Clint steps forward and adds his own verification stamps—time-synced hashes, chain-of-custody markers he generated on his ship.

Dowron sits. He doesn’t touch the packet at first. He studies it like it’s trying to trick him.

Then he opens it.

He reviews in silence for a long minute, eyes moving fast, fingers precise. He doesn’t ask questions while he reads. He doesn’t perform outrage. He just absorbs.

When he finally looks up, his voice is flat.

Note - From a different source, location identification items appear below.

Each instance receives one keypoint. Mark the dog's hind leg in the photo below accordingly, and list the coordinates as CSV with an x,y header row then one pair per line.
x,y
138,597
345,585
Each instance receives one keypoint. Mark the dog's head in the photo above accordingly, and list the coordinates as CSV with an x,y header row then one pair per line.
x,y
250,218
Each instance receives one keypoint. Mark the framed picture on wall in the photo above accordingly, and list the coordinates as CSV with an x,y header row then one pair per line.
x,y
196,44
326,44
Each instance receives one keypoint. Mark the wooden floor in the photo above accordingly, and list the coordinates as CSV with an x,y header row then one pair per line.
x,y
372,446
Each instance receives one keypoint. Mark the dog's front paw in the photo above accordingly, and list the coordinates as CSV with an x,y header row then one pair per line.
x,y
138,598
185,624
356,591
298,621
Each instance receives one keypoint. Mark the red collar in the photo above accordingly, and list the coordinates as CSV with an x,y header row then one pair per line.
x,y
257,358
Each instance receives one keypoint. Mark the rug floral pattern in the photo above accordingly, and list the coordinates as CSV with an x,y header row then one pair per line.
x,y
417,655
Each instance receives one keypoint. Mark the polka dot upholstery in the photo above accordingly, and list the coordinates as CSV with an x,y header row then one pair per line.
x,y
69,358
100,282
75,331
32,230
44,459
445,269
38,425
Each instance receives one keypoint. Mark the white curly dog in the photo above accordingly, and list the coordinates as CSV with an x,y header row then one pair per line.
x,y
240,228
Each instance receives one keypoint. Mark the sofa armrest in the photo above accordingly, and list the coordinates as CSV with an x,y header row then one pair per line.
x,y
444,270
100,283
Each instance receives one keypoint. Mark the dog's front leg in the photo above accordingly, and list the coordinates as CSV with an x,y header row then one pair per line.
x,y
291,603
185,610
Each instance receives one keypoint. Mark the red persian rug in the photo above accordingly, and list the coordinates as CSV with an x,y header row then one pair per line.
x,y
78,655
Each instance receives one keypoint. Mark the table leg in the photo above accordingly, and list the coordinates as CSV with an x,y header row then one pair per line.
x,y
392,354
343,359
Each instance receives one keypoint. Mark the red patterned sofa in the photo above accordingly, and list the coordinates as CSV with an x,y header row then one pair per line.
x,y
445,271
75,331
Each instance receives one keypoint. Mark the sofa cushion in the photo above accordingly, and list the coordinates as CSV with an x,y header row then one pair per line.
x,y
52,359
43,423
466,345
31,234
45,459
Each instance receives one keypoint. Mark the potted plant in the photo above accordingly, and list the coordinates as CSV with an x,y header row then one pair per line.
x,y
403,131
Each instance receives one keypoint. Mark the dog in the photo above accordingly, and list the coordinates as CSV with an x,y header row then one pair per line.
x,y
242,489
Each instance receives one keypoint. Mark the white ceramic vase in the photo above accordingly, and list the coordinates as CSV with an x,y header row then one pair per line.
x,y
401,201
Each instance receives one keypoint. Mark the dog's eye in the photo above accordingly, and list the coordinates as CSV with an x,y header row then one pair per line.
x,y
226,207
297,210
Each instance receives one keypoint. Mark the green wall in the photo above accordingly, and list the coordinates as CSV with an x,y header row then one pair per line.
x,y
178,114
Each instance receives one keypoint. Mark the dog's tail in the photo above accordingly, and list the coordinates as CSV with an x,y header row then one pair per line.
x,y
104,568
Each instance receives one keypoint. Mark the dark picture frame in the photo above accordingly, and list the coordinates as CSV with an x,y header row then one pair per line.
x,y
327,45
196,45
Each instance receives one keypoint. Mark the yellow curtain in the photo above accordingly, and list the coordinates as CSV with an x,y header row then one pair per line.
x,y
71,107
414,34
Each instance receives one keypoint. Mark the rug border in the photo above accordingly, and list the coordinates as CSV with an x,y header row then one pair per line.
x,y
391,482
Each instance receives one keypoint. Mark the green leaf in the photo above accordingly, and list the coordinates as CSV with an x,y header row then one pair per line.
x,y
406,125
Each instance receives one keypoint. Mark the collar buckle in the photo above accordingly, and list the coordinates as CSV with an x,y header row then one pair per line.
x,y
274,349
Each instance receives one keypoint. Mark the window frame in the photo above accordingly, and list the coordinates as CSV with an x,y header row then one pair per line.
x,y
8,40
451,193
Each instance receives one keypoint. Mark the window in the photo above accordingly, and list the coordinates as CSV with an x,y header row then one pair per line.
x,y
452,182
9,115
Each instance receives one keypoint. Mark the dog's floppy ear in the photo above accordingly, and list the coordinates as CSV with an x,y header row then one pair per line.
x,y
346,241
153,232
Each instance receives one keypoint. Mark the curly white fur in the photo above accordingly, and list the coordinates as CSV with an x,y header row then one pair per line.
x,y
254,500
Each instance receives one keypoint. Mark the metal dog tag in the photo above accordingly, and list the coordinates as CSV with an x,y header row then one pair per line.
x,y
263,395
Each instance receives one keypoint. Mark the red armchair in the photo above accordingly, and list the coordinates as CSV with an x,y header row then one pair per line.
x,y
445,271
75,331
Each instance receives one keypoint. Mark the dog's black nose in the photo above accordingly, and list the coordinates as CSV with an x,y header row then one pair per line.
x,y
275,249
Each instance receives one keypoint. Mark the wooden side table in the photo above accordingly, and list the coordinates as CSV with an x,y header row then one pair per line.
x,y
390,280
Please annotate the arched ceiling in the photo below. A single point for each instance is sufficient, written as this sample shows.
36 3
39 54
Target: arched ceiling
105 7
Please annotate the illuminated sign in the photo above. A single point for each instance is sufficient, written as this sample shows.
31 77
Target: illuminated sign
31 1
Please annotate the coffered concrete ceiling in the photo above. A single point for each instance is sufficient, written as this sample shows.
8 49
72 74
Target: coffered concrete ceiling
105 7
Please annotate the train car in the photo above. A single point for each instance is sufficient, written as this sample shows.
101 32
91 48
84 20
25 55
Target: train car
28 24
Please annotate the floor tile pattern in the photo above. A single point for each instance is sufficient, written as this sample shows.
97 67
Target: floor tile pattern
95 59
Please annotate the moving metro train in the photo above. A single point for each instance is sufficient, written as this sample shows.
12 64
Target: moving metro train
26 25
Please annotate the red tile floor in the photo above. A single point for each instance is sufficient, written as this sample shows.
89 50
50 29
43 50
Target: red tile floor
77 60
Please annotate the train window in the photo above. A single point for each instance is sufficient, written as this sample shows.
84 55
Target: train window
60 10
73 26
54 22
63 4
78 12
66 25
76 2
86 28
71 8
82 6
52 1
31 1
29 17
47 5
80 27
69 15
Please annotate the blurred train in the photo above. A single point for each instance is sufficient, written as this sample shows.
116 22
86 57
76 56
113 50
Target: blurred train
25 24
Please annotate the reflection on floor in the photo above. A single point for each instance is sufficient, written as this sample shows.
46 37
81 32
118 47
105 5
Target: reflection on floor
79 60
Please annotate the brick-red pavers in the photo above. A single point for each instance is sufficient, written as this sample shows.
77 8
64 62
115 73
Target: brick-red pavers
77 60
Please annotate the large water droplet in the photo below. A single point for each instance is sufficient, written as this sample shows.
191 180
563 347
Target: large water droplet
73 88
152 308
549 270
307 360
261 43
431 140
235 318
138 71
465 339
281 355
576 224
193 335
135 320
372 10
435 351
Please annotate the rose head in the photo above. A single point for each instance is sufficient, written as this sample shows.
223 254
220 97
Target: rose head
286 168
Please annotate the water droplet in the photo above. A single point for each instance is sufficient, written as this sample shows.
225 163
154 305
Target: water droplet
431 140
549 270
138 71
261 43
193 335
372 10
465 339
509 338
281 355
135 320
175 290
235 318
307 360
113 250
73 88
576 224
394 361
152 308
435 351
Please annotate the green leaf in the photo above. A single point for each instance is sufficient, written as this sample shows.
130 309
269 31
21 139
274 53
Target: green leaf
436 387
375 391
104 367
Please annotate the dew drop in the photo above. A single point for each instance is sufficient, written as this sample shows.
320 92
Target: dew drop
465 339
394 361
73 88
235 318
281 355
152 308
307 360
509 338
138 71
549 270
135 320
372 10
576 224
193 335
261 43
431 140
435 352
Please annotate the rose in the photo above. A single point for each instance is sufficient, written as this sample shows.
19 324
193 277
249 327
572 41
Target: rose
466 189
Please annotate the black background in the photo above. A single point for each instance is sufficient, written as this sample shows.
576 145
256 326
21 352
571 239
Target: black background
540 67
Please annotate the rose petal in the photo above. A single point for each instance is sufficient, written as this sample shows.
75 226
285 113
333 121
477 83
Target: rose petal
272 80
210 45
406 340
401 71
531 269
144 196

“Mercenary impersonation,” he says.

My chest tightens with relief and fury at once. “Yes.”

Dowron nods slightly. “Those units moved like hired professionals, not Alliance shock troops.”

Clint’s mouth tightens. “We verified the encryption header too. Spoof chain. Not Alliance military.”

Dowron leans back and steeples his fingers. The jammer field makes the air feel thick, like it’s pressing on my ears.

“The cruiser,” I say carefully. “Alliance-marked. How?—?”

Dowron’s eyes cut to mine. “Captured or repurposed.”

My heart pounds. “How do you know?”

He holds my gaze, and something cold flickers there.

“I’m not answering that,” he says.

Of course he’s not.

Because institutions don’t give you the truth. They ration it.

I lean forward anyway, hands flat on the table. “Then do something.”

Dowron’s expression doesn’t change. “We will.”

“Publicly?” I ask, hope and dread tangling.

Dowron’s gaze hardens. “No.”

The word hits like a door slamming.

“What?” I snap, unable to stop it. “You have proof that this is a false flag. People were executed. A prison station was bombarded. You can stop a war.”

Dowron’s voice stays calm, which makes me want to scream. “Public admission triggers retaliations. Weakens Vakutan credibility. Gives hardliners exactly the excuse they want.”

“That’s—” My throat tightens. “That’s cowardice dressed up as strategy.”

Dowron’s eyes sharpen. “Watch your tone.”

Clint shifts slightly, like he’s bracing for impact. He looks sick, like he knew this was coming and hoped anyway.

Dowron leans forward, voice low and blunt. “Truth is not always stability.”

The phrase lands like a weight on my chest.